Former Steel Site To See Aquaponics Facility
RICH LORD
Pittsburgh Post-Gazette
NOV 11, 2019 rlord@post-gazette.com
To the complex problems of the City of Duquesne and the Mon Valley, entrepreneur Glenn Ford offers a solution that is both down-to-earth and very fishy.
Mr. Ford, of Minneapolis, is the founder of InCity Farms, and on Friday he revealed plans for a 180,000-square-foot aquaponics facility on 25 riverfront acres in Duquesne. Backed by the social impact investors Hollymead Capital, the nonprofit Food 21 and an opportunity zone fund, with Peoples Natural Gas as its chief cheerleader, freshly sprouted InCity Farms is in the process of finding a headquarters in Pittsburgh. Its planned $30 million Duquesne facility is expected to employ 130 — starting salaries around $35,000 — potentially expanding to 275.
“We will try to hire as many of these people as we can from Duquesne and the surrounding area,” Mr. Ford said. “We’re going to take 25 [acres] and we’re going to turn that into, if you will, a little metropolis of food businesses there.”
“I think it could be the starting point for the revitalization of the city of Duquesne and the [Mon Valley] region,” Duquesne Mayor Nickole Nesby said.
Grown-up solutions to combat child poverty
In aquaponics, edible fish are raised in clean, indoor pools, and sold commercially. The waste the fish produce is filtered and treated with beneficial bacteria, and the result is used to fertilize vegetable plants.
The plants are grown indoors in optimal temperature, humidity and light. The technique can support the rapid growth of some 800 vegetable varieties year-round, Mr. Ford said. Add the fish, and you’ve got an economically viable business that also cushions against the food shocks created by global warming.
Both technologically sophisticated and labor-intensive, the field “can be the very first job that someone has, and it can also be [an opportunity for] your Ph.D. with a whole lot of experience,” he said.
Raised in Chicago, Mr. Ford worked his way up to the executive level in Pepsico before leaving to create several food-related companies and to consult for many more. He created a pilot aquaponics site in Minneapolis.
Then he got a call from Pittsburgh.
Peoples spokesman Barry Kukovich had read about aquaponics in National Geographic magazine and introduced the concept to Peoples CEO Morgan O’Brien. They saw the indoor food industry as a potential customer for a natural gas system called Combined Heat and Power, or CHP, in which the fuel is converted to electricity on-site — and as a way to help the local economy.
“We’re interested in the ripple effect of creating more jobs, more employment,” Mr. Kukovich said.
They reached out to Hollymead Capital’s managing partner, Joseph Bute, who happened to know Mr. Ford.
“Morgan [O’Brien] said, ‘I want this here, and I don’t want to waste a lot of time looking for the perfect solution,’” Mr. Bute recounted.

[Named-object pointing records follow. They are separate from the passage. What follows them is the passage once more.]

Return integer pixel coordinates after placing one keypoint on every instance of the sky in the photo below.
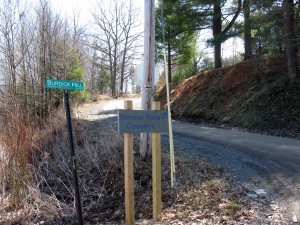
(84, 7)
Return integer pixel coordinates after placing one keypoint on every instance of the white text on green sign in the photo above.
(142, 121)
(65, 84)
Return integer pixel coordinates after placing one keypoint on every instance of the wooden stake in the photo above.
(129, 176)
(156, 169)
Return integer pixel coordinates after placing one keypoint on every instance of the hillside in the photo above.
(254, 95)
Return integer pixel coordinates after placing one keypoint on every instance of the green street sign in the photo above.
(65, 84)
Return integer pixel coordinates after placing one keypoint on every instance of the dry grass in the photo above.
(36, 171)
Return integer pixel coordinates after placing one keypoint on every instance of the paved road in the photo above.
(258, 161)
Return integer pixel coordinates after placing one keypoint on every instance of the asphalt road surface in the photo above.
(257, 161)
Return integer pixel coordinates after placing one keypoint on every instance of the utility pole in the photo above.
(149, 68)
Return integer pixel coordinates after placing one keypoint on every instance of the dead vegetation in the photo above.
(204, 193)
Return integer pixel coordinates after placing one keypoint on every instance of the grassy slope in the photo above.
(255, 95)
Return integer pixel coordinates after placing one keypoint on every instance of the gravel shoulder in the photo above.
(250, 175)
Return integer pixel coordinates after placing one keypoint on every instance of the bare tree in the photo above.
(116, 39)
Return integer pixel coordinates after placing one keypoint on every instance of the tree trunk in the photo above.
(169, 63)
(290, 38)
(247, 32)
(217, 32)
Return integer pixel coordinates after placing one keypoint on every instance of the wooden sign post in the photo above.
(142, 121)
(156, 170)
(129, 176)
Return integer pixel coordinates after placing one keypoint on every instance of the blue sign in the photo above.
(142, 121)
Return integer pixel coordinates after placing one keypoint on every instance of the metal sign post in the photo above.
(68, 85)
(73, 157)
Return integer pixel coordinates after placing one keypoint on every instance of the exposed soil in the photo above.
(255, 95)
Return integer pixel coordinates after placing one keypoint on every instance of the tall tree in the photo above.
(247, 29)
(179, 35)
(219, 34)
(116, 39)
(290, 38)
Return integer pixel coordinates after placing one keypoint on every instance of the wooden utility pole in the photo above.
(149, 67)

That doesn’t mean Duquesne isn’t the perfect solution.
It has large amounts of vacant land, much owned by the nonprofit Regional Industrial Development Corp. The city has a population of 5,500, of which more than one-third (including around 750 kids) are in poverty.

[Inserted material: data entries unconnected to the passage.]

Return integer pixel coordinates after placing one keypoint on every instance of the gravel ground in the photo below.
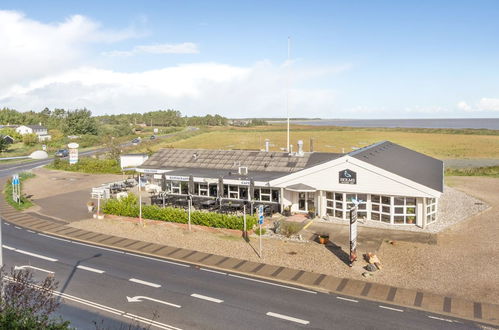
(464, 262)
(454, 206)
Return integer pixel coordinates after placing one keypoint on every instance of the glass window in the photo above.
(275, 195)
(213, 190)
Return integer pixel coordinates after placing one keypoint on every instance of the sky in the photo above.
(362, 59)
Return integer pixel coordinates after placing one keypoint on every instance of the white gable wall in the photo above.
(370, 179)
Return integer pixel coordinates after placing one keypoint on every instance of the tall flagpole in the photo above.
(287, 95)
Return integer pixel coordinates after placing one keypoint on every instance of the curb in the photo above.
(424, 301)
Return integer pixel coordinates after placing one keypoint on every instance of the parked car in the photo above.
(62, 153)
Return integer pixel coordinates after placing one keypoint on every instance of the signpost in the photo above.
(73, 152)
(260, 223)
(16, 188)
(353, 231)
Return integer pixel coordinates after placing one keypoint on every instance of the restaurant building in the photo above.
(395, 185)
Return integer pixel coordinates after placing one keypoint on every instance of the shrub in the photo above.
(25, 202)
(258, 232)
(129, 207)
(289, 229)
(87, 165)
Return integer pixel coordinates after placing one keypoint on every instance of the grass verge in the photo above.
(489, 171)
(7, 190)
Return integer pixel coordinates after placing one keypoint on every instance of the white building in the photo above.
(132, 160)
(396, 185)
(39, 130)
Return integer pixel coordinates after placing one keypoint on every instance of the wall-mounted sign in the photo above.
(177, 178)
(353, 233)
(347, 177)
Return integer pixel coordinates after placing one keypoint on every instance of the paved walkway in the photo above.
(455, 307)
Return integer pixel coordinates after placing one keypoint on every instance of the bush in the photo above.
(258, 232)
(25, 202)
(87, 165)
(129, 207)
(289, 229)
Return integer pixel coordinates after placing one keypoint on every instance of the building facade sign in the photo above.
(347, 177)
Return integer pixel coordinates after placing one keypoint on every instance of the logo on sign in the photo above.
(260, 214)
(347, 177)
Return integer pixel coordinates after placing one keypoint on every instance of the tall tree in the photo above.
(79, 122)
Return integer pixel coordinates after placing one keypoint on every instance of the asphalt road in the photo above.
(96, 282)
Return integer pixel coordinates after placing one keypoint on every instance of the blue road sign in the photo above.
(260, 214)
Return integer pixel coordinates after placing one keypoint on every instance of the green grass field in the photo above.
(437, 143)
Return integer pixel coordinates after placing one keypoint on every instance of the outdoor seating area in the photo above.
(227, 206)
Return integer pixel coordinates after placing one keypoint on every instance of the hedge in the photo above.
(129, 207)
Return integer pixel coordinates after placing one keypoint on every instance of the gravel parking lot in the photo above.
(464, 262)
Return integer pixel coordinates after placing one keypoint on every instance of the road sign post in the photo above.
(353, 231)
(260, 222)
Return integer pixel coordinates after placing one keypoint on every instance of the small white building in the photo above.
(132, 160)
(395, 185)
(39, 130)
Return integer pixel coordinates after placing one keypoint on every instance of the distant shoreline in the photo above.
(453, 123)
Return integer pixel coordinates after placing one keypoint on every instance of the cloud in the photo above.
(183, 48)
(489, 104)
(32, 49)
(484, 105)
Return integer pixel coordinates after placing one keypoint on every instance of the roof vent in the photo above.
(243, 170)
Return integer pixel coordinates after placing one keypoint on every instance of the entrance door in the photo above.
(302, 201)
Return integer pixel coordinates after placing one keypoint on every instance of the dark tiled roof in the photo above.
(404, 162)
(231, 160)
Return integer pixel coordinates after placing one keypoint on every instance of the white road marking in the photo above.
(53, 237)
(32, 267)
(347, 299)
(200, 296)
(441, 319)
(30, 253)
(90, 269)
(156, 259)
(97, 247)
(141, 298)
(213, 271)
(154, 285)
(109, 309)
(391, 308)
(288, 318)
(270, 283)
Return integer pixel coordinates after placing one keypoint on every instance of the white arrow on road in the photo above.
(32, 267)
(141, 298)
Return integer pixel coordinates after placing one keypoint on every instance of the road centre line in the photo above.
(270, 283)
(53, 237)
(391, 308)
(30, 253)
(200, 296)
(136, 280)
(288, 318)
(156, 259)
(98, 247)
(440, 319)
(90, 269)
(213, 271)
(347, 299)
(109, 309)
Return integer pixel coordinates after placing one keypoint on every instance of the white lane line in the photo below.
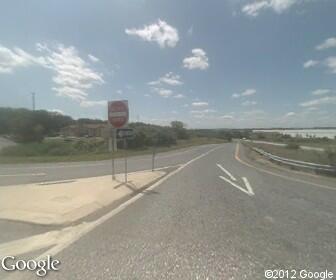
(236, 186)
(248, 186)
(227, 172)
(60, 247)
(23, 175)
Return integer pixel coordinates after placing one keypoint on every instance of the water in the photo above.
(318, 133)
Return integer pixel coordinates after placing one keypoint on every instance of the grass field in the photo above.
(327, 157)
(83, 150)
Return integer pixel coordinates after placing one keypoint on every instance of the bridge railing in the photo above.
(297, 163)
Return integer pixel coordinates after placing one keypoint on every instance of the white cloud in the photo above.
(321, 92)
(198, 60)
(200, 104)
(16, 58)
(253, 9)
(73, 75)
(249, 103)
(169, 79)
(327, 44)
(56, 111)
(93, 58)
(227, 117)
(330, 62)
(247, 92)
(159, 32)
(179, 96)
(90, 103)
(320, 101)
(279, 6)
(290, 114)
(205, 111)
(163, 92)
(310, 63)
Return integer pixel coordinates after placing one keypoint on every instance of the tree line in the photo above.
(24, 125)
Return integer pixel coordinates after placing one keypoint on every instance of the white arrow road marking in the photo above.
(227, 172)
(248, 186)
(248, 192)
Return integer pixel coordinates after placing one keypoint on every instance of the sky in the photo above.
(210, 64)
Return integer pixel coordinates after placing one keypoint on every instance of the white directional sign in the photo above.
(125, 133)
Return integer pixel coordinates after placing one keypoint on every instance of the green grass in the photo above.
(83, 150)
(310, 142)
(298, 154)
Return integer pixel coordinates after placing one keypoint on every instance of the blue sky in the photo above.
(216, 63)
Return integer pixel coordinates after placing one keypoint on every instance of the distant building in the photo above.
(84, 130)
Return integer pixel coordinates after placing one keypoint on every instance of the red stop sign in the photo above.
(118, 113)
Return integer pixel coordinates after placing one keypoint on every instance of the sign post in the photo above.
(125, 147)
(118, 115)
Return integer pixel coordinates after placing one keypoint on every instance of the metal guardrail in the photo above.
(298, 163)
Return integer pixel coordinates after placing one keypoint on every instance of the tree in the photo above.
(179, 129)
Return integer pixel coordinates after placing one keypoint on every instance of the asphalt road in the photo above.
(31, 173)
(197, 225)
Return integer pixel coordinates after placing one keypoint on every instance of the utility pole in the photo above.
(33, 100)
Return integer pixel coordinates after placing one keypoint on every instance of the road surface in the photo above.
(219, 216)
(30, 173)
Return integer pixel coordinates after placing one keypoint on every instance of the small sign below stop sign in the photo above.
(118, 113)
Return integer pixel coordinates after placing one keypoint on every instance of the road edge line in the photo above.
(279, 175)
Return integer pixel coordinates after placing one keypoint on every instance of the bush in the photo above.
(331, 154)
(293, 146)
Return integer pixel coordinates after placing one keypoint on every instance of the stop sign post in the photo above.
(118, 115)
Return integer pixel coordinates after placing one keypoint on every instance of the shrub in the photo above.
(293, 146)
(331, 154)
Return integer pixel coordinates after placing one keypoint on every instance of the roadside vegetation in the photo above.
(39, 138)
(324, 143)
(293, 151)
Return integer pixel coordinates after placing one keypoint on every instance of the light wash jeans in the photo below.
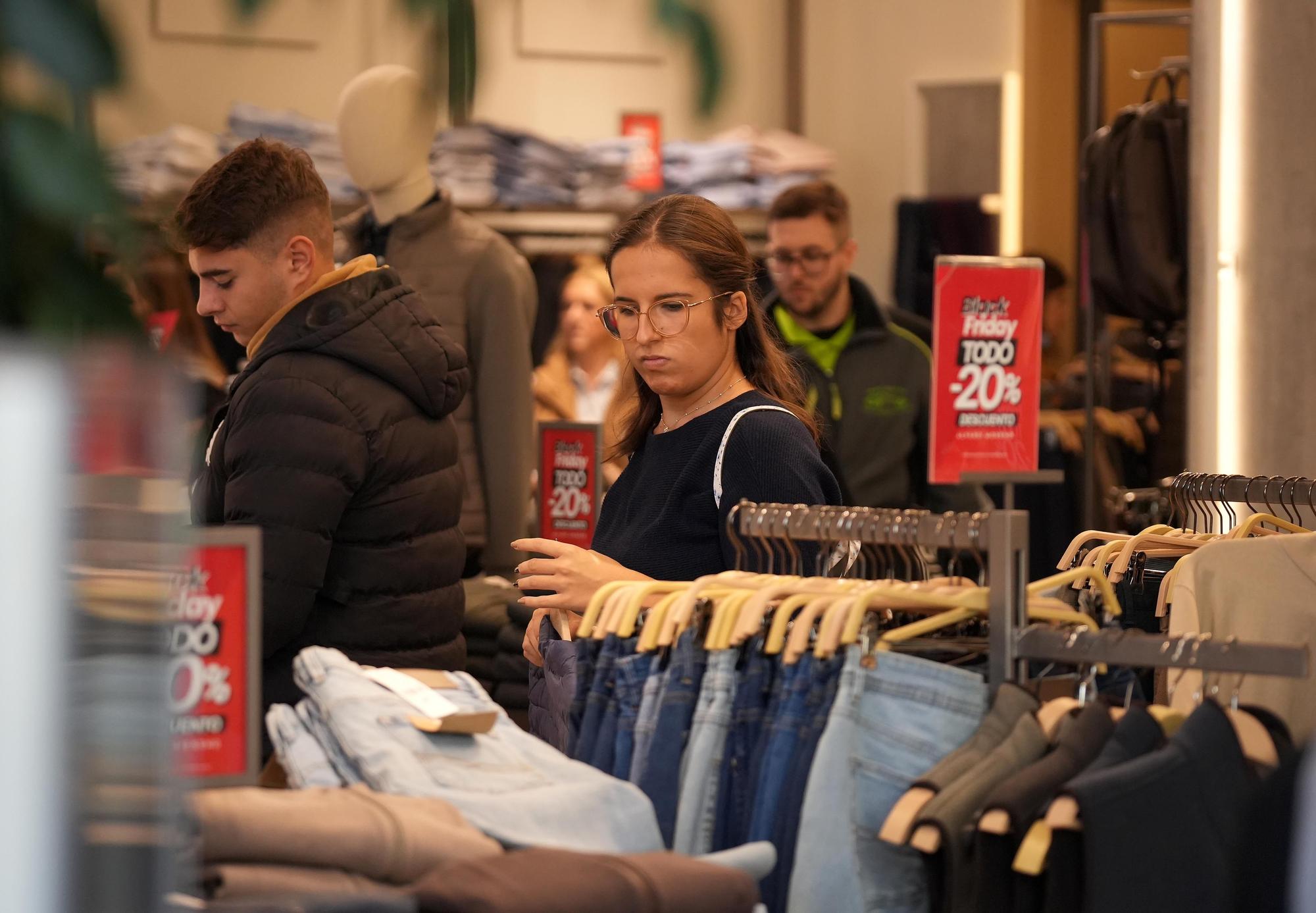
(647, 719)
(305, 761)
(509, 783)
(702, 765)
(888, 728)
(311, 719)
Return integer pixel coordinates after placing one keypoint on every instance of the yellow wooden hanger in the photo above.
(1251, 525)
(726, 613)
(799, 642)
(653, 623)
(634, 599)
(611, 613)
(597, 603)
(756, 610)
(678, 617)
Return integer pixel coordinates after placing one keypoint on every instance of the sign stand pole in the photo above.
(1011, 479)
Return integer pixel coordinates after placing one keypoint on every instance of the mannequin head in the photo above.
(386, 121)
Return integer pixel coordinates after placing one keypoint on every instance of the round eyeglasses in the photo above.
(668, 317)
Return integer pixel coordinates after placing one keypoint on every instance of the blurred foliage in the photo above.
(55, 188)
(688, 21)
(59, 204)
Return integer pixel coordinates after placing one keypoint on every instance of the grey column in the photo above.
(1252, 357)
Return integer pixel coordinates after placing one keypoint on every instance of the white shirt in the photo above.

The entry-level, living-wage jobs would be “outstanding, to a community where you have a large group of people, one, with a learning disability, and two, with a criminal background,” Duquesne Mayor Nikole Nesby said.

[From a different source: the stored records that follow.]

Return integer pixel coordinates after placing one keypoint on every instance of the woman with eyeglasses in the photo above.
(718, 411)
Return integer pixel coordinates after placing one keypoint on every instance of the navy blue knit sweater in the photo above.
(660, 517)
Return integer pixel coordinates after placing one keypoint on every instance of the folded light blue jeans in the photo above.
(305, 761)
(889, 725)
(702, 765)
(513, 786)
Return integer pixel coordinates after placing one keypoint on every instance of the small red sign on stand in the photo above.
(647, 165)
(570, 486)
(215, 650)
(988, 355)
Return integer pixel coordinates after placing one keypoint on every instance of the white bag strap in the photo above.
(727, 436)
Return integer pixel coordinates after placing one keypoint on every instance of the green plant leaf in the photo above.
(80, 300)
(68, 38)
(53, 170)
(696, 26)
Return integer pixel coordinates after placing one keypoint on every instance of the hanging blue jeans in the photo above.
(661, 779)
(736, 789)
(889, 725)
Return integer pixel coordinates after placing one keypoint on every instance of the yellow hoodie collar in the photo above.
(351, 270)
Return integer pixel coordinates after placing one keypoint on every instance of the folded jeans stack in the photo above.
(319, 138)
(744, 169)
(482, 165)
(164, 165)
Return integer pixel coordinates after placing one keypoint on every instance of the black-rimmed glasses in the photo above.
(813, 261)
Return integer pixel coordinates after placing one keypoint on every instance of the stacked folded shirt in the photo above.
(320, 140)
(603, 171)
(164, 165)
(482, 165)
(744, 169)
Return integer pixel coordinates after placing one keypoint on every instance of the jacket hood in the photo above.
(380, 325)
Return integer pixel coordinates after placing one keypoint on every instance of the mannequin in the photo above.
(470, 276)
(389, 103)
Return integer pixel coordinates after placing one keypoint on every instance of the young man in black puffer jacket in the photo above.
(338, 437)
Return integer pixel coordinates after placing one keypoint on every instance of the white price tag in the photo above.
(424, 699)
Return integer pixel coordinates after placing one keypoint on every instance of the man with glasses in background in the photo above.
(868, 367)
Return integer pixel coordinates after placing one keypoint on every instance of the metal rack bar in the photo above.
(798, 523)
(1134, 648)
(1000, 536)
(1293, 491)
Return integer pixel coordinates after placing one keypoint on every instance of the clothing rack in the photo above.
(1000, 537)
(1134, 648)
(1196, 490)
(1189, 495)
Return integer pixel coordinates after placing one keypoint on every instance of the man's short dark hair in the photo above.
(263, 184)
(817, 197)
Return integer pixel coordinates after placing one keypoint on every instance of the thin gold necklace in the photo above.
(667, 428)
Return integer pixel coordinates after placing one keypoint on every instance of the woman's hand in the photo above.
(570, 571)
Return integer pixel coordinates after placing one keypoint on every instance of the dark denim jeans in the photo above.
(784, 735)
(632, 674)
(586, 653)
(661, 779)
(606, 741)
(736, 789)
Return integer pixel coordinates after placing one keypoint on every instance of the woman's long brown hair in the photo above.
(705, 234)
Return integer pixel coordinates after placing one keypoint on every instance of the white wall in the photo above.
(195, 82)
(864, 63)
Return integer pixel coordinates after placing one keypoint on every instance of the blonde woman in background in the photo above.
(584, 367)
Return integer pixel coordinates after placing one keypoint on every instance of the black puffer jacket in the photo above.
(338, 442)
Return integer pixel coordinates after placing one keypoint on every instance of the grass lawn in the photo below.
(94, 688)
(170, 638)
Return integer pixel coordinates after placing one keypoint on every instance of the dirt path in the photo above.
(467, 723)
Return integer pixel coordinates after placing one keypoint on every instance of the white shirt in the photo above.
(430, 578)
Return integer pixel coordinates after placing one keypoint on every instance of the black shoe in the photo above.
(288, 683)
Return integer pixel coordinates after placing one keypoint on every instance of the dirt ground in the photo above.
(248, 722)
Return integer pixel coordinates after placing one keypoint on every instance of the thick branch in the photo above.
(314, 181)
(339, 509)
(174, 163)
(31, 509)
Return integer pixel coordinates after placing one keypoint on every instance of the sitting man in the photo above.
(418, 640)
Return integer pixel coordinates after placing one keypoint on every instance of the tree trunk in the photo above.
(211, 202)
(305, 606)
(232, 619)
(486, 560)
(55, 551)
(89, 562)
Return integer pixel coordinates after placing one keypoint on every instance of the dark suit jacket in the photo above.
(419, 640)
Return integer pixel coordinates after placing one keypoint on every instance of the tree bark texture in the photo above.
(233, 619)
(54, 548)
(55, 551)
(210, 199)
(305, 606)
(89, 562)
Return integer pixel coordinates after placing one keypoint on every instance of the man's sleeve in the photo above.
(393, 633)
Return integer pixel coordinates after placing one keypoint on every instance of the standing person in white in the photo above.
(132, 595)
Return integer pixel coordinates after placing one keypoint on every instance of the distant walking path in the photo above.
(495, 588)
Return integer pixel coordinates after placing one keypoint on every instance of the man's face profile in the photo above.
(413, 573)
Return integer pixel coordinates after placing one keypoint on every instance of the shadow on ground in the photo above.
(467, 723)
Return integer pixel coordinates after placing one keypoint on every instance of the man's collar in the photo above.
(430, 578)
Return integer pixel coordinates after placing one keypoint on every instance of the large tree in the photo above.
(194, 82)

A child of a modest Chicago neighborhood, Mr. Ford understands that situation.
“In my DNA, I know that people need scenarios where they can work their way out of their circumstances,” he said. “That’s what I want my business to be known for.”
He said 75% of the initial jobs require only that the applicant be “reliable and trainable.”
Low-income communities, he said, often suffer from a negative “balance of trade” because they sell little to the wider world and buy goods and foods that are made far away.
“Until we can start to balance that out a little bit better, we create permanent dysfunction, permanent ghettos, permanent poverty,” he said.
He said aquaponics can restore some balance, letting those communities buy food grown nearby, and giving them a product to sell to the world.
A nonprofit called Food21, created last year will help to coordinate InCity Farms’ growing plans with those of local farmers. That way they won’t be competing to sell the same vegetables at the same time. Instead, they can coordinate to meet a buyer’s needs year-round — for instance, providing traditionally grown tomatoes in summer, and aquaponics product in the winter.
InCity Farms is scouting for other sites, likely including Erie, Pa. But Duquesne comes first.
Mr. Ford said he has an agreement with RIDC to purchase 25 acres of the former Duquesne Steel Works site. He is looking for a public subsidy only for an amphitheater that he hopes will make the site a riverfront destination.
“This is the start of something meaningful and beautiful,” Ms. Nesby said.